Vitis Tutorials: Hardware Acceleration (XD099)

Document ID
XD099
Release Date
2022-12-01
Version
2022.2 English
  1. To ensure the application passes Software Emulation with your changes, run the following command.

    cd $LAB_WORK_DIR/makefile; make run STEP=single_buffer TARGET=sw_emu 
    

    Make sure that the Software Emulation is passing.

  2. Next, to verify the functionality is intact, use the following command to run Hardware Emulation.

    cd $LAB_WORK_DIR/makefile; make run STEP=single_buffer TARGET=hw_emu 
    
    • The commands show that the SIMULATION is PASSED. This ensures that the generated hardware is functionally correct. However, you have not run the hardware on the FPGA. .

    NOTE: This tutorial is provided with xclbin files in the $LAB_WORK_DIR/xclbin_save directory. The SOLUTION=1 option can be added to the make target for using these xclbin files for hw runs. These xclbin files were generated for Alveo U200 cards only. You must generate new xclbin files for every platform used in this tutorial.

  3. Run the following steps to execute the application on hardware.

    You are using 100,000 documents compute on the hardware.

    cd $LAB_WORK_DIR/makefile; make run STEP=single_buffer ITER=1 PF=4 TARGET=hw
    
    • If you are using an xclbin provided as part of solution in this tutorial, then use the following command.

      cd $LAB_WORK_DIR/makefile; make run STEP=single_buffer ITER=1 PF=4 TARGET=hw SOLUTION=1
      
    • To use four words in parallel, PF=4 will set the PARALLELIZATION macro to 4 in $LAB_WORK_DIR/reference_files/compute_score_fpga_kernel.cpp.

    • ITER=1 indicates buffer sent using single iteration (using a single buffer).

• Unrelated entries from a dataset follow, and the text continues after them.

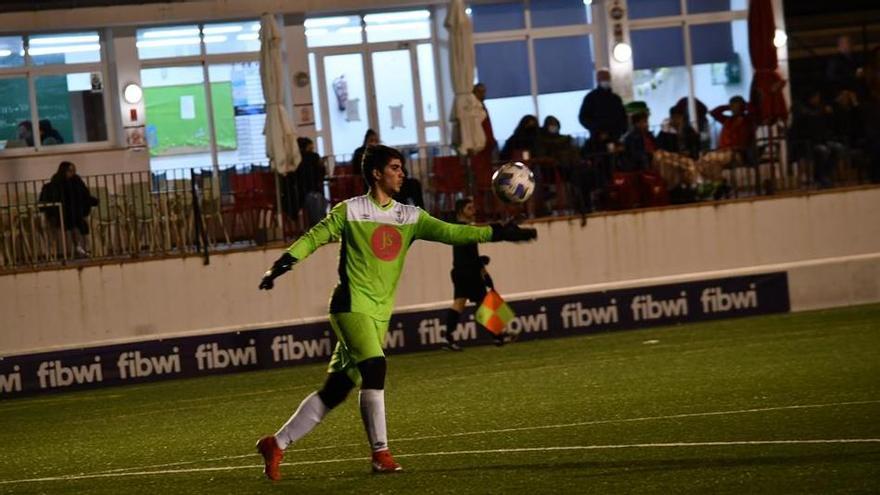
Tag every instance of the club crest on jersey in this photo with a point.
(386, 242)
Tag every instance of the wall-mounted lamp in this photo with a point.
(132, 93)
(622, 52)
(780, 39)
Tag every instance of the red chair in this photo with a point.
(344, 184)
(653, 189)
(447, 180)
(623, 192)
(253, 198)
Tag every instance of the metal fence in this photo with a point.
(196, 211)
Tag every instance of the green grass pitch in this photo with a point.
(780, 404)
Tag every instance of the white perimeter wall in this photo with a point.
(829, 243)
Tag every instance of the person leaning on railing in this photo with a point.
(735, 145)
(68, 188)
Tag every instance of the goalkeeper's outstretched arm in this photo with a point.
(432, 229)
(327, 230)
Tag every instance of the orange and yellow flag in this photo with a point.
(494, 313)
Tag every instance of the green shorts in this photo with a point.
(360, 338)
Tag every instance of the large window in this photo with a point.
(64, 75)
(377, 71)
(213, 107)
(716, 68)
(535, 57)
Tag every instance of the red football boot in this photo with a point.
(272, 455)
(384, 463)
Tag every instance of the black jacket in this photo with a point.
(76, 202)
(602, 111)
(686, 142)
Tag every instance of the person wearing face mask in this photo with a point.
(557, 156)
(523, 139)
(871, 114)
(602, 113)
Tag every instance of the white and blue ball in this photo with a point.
(513, 183)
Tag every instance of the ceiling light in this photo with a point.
(622, 52)
(132, 93)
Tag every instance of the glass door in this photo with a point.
(395, 97)
(389, 87)
(345, 102)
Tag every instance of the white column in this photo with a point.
(621, 72)
(123, 68)
(298, 78)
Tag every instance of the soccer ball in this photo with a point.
(513, 183)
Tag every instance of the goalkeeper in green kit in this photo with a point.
(375, 234)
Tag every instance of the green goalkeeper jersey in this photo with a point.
(375, 240)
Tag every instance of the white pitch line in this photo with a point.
(734, 443)
(524, 428)
(644, 418)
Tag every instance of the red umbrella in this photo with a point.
(766, 97)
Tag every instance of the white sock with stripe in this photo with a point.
(309, 413)
(372, 403)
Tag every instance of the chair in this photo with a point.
(109, 231)
(344, 184)
(447, 180)
(211, 210)
(140, 212)
(253, 195)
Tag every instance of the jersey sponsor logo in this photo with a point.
(386, 242)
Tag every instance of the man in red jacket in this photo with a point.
(738, 128)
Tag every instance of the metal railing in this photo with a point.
(197, 212)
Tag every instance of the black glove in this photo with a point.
(512, 232)
(281, 266)
(488, 281)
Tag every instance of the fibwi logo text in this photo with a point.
(395, 339)
(575, 315)
(529, 323)
(715, 300)
(644, 307)
(431, 331)
(288, 348)
(11, 382)
(133, 364)
(211, 356)
(52, 374)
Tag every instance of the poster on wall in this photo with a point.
(135, 137)
(304, 114)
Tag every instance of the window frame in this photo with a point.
(367, 49)
(685, 21)
(205, 60)
(31, 72)
(592, 29)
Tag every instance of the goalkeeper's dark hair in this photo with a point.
(461, 203)
(376, 157)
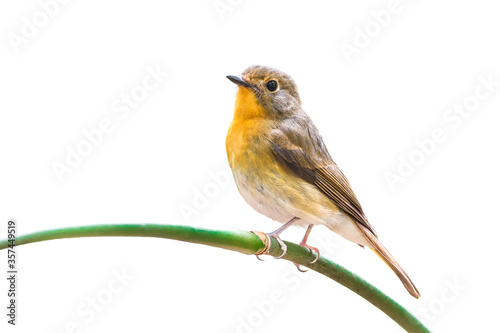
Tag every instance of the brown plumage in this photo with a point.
(284, 170)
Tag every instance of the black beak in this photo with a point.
(239, 81)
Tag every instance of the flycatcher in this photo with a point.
(284, 171)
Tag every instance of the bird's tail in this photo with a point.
(384, 254)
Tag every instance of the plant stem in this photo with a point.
(240, 241)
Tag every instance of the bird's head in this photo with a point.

    The following output displays.

    Loading runOnfpga_hw.xclbin
    Processing 1398.903 MBytes of data
      Running with a single buffer of 1398.903 MBytes for FPGA processing
    --------------------------------------------------------------------
    Executed FPGA accelerated version  |   838.5898 ms   ( FPGA 447.964 ms )
    Executed Software-Only version     |   3187.0354 ms
    --------------------------------------------------------------------
    Verification: PASS
    
    • Total FPGA time is 447 ms. This includes the host to DDR transfer, Total Compute on FPGA and DDR to host transfer.

    • Total time of computing 100,000 documents is about 838 ms.

At this point, review the Profile reports and Timeline Trace to extract information, such as how much time it takes to transfer the data between host and kernel and how much time it takes to compute on the FPGA.